Senza dirlo apertamente, si lascia capire che a fianco del rapporto uomo-donna anche le relazioni omosessuali sono accettabili, e infatti si sottolinea che il Papa ha ricevuto un suo vecchio amico omosessuale e il suo compagno. “Tali esempi valgono più di mille parole”.

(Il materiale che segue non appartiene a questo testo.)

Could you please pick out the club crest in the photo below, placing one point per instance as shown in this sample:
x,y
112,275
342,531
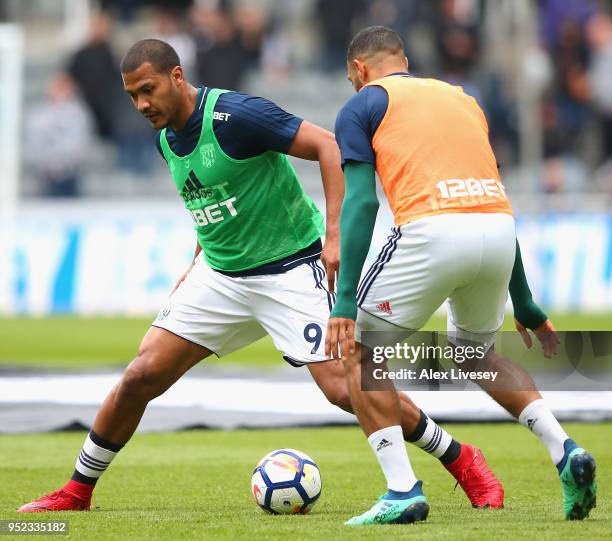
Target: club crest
x,y
207,155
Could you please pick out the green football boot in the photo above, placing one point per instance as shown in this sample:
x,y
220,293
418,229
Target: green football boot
x,y
577,473
395,508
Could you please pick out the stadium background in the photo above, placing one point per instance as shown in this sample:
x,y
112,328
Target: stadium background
x,y
93,236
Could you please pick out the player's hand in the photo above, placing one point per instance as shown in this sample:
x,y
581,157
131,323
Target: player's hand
x,y
330,257
182,278
340,332
546,334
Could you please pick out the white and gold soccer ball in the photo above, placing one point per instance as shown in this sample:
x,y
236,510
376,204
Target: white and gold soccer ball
x,y
286,481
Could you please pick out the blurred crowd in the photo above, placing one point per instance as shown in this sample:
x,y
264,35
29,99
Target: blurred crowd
x,y
221,42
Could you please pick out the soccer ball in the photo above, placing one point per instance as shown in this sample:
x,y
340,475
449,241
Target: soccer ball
x,y
286,481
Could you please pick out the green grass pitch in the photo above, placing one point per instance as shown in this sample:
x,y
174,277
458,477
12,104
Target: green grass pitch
x,y
196,485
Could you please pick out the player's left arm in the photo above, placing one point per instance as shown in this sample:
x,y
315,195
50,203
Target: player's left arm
x,y
317,144
527,314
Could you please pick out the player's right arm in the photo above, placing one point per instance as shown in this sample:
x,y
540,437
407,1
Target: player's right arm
x,y
184,275
527,314
354,127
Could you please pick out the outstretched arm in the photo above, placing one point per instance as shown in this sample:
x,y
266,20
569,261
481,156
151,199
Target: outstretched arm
x,y
314,143
527,314
356,225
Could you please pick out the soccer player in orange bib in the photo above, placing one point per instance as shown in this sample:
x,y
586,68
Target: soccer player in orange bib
x,y
454,238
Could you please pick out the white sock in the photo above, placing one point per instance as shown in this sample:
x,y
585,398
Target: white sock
x,y
540,420
93,459
390,450
435,440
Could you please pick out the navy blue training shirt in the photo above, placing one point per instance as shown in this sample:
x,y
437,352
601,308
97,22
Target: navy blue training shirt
x,y
358,121
245,127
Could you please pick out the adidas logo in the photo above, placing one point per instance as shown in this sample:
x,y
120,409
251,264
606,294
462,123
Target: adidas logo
x,y
193,189
385,307
382,444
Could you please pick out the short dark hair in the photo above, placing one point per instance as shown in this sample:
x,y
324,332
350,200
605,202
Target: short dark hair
x,y
372,40
154,51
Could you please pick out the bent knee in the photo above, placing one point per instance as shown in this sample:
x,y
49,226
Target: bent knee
x,y
338,395
141,378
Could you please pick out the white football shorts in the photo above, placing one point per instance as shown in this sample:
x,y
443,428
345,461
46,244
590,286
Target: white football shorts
x,y
224,314
464,258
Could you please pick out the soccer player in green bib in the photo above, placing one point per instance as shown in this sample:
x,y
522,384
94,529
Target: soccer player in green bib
x,y
259,265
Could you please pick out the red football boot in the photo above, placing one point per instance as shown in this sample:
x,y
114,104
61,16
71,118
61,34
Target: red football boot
x,y
476,479
73,496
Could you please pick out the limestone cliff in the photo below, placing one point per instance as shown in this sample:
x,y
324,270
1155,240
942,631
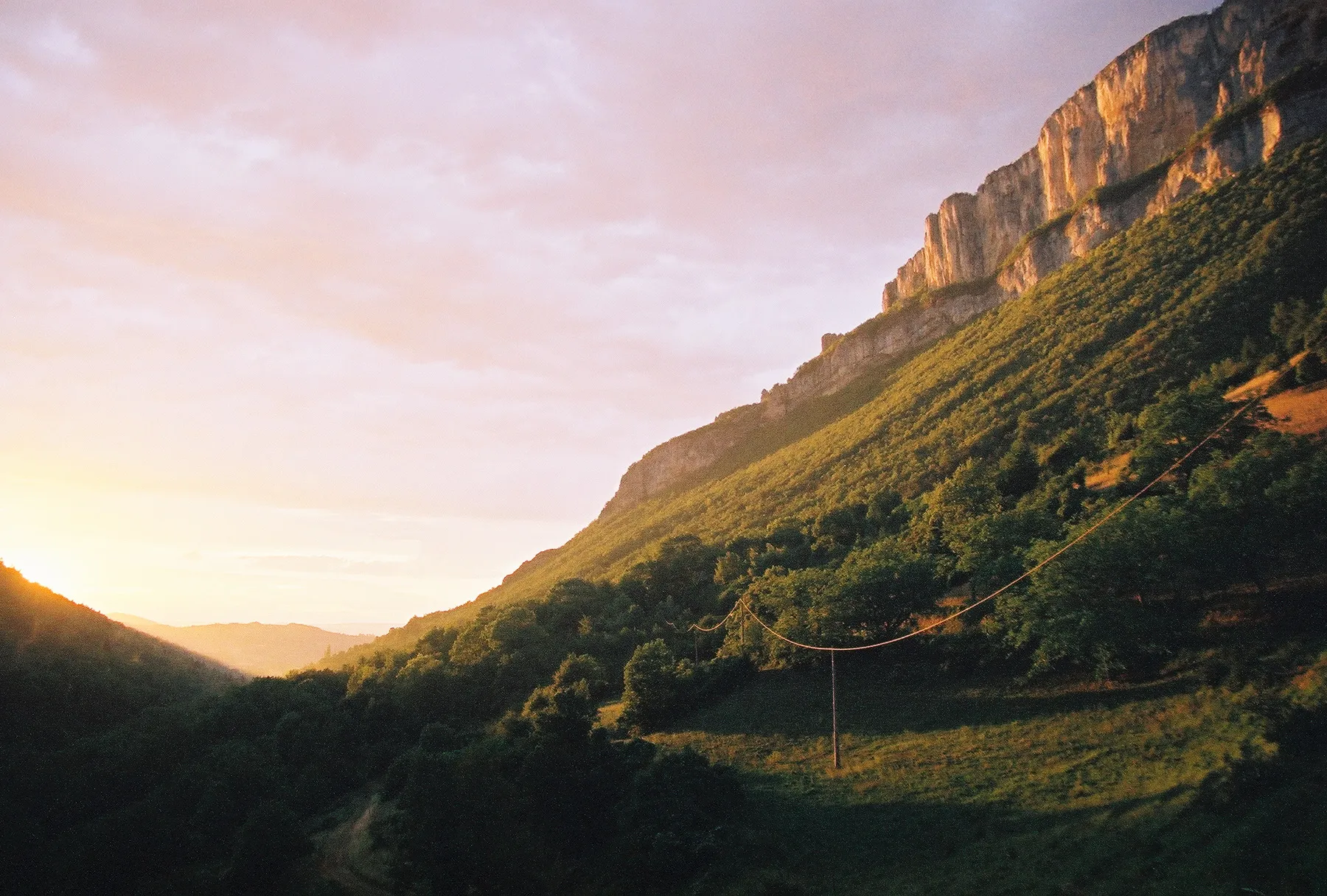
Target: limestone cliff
x,y
1187,106
1135,116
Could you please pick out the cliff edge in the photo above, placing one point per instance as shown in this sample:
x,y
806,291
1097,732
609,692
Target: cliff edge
x,y
1185,108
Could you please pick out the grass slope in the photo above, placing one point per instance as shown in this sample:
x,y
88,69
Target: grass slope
x,y
1147,310
986,786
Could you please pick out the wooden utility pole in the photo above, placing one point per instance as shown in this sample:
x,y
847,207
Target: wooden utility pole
x,y
834,705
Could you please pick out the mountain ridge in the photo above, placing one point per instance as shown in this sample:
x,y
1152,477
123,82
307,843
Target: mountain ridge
x,y
257,648
1252,81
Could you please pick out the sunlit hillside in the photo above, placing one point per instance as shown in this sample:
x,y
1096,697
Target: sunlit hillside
x,y
1058,370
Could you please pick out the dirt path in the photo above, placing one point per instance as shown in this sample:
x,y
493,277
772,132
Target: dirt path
x,y
344,846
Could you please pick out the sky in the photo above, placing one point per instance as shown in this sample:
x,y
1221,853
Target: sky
x,y
331,312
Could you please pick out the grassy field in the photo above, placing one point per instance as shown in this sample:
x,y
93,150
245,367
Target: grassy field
x,y
998,789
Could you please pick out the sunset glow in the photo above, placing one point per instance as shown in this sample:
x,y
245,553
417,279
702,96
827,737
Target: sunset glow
x,y
338,312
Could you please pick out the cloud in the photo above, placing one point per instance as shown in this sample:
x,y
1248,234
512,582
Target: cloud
x,y
470,259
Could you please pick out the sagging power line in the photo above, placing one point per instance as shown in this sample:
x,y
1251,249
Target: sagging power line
x,y
834,679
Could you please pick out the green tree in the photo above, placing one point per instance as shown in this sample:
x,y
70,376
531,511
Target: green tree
x,y
649,685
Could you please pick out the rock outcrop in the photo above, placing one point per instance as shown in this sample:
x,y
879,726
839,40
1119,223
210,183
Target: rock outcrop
x,y
1135,116
1189,105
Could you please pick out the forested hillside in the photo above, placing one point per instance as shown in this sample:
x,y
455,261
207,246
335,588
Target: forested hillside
x,y
1146,713
1058,374
252,647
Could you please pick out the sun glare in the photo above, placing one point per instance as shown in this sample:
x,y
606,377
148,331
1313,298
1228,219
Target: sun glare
x,y
49,569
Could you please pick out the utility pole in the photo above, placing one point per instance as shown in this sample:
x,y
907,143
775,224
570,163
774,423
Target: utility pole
x,y
834,705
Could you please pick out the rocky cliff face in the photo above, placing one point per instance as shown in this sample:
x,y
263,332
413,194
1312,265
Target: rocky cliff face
x,y
1189,105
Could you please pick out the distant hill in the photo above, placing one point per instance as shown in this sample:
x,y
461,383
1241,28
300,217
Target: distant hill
x,y
252,647
66,671
1135,281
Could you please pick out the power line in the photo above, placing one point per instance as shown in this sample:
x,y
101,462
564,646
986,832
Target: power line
x,y
995,594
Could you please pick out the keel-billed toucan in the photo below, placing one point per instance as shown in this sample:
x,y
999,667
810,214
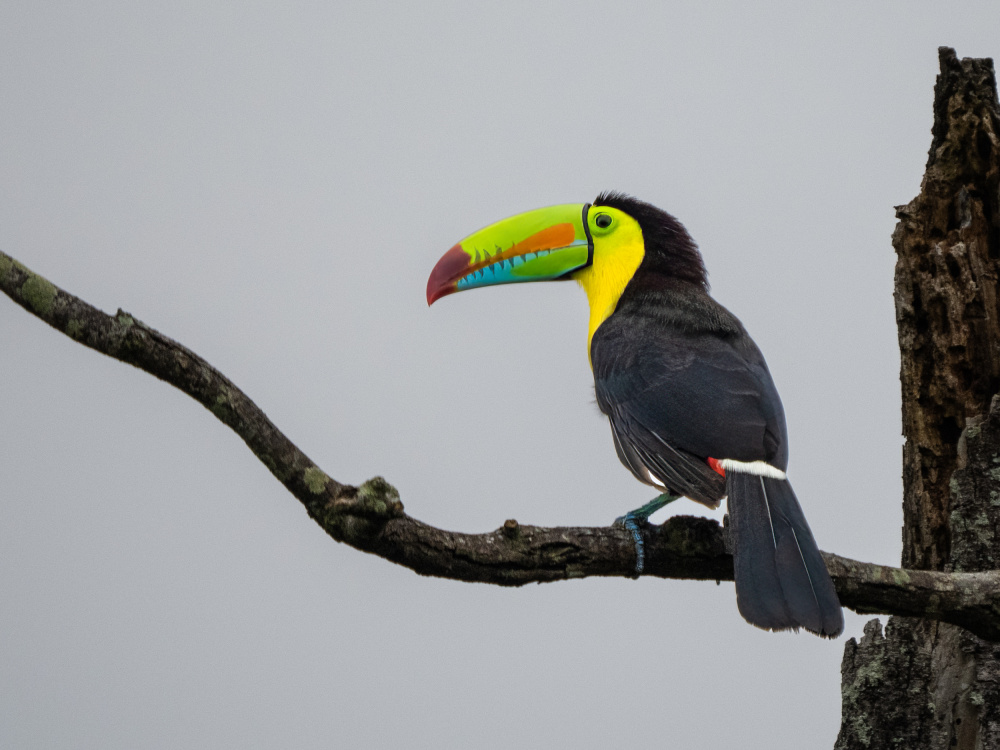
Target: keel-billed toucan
x,y
692,406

Il gesuita cita poi una legge dello Stato di Rio de Janeiro che punisce ogni manifestazione di minaccia o di discriminazione contro cittadini omosessuali, bisessuali o trangender. È una legge che ha creato preoccupazioni, ma il professore afferma che “tale legislazione non è uno strumento di pressione contro il diritto delle Chiese di insegnamento sulla sessualità, il matrimonio e la famiglia, ma un modo di difendere persone che non raramente sono umiliate, tratte con ostilità. Non c’entra qui l’ideologia gender”, dice il gesuita. “Solo così gli LGBT potranno vivere e respirare nel proprio genere e sessualità”.

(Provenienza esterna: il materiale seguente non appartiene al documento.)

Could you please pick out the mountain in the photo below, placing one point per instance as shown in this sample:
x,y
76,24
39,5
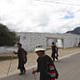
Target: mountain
x,y
75,31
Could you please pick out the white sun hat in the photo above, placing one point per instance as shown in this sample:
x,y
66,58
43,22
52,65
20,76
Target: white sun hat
x,y
39,49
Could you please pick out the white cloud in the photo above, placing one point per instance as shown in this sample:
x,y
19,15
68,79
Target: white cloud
x,y
40,15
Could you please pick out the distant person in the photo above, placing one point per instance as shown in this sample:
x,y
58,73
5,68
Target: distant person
x,y
22,59
54,54
45,66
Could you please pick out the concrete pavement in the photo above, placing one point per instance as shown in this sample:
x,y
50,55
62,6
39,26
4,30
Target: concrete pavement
x,y
68,69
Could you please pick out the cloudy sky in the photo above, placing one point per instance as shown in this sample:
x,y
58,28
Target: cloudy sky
x,y
54,16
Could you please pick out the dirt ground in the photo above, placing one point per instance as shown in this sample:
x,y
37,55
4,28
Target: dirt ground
x,y
10,65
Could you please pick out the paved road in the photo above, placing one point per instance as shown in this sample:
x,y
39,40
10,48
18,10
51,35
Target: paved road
x,y
69,69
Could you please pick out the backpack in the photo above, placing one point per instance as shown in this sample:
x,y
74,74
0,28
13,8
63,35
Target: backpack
x,y
52,72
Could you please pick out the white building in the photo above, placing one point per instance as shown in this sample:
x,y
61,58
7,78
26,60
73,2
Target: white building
x,y
30,40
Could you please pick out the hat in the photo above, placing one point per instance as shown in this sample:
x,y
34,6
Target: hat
x,y
39,49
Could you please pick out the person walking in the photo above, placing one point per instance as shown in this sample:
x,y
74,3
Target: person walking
x,y
45,66
22,59
54,54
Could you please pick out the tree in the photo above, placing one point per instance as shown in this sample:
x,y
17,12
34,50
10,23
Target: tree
x,y
7,38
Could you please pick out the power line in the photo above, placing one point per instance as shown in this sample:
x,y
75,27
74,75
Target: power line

E l’insegnamento della Chiesa sui rapporti omosessuali? “Meglio stare lontani dai sacerdoti rigidi, mordono”. Il gesuita cita una frase del Pontefice, e aggiunge: “È giusto che gli LGBT siano protetti dai discorsi tossici e dalle pratiche nocive, come esorcismi o orazioni di "cura e liberazione". E aggiunge: “La parola di Dio, tolta dal contesto e letta in una prospettiva rigorista, si muta in parola di morte, in uno strumento diabolico. Quindi vengono proiettili biblici sparati impietosamente contro omosessuali e trans. Lo stesso accade con l’insegnamento della Chiesa”. Che viene presentata in tutta la sua esposizione come fonte di condanna e di discriminazione. Ma dal suo discorso non appare quello che molti nella Chiesa cercano di fare: accoglienza, vicinanza e aiuto senza per questo avallare comportamenti e stili di vita pratiche che la Chiesa non accetta perché non li ritiene compatibili con la fede e con la salvezza delle anime.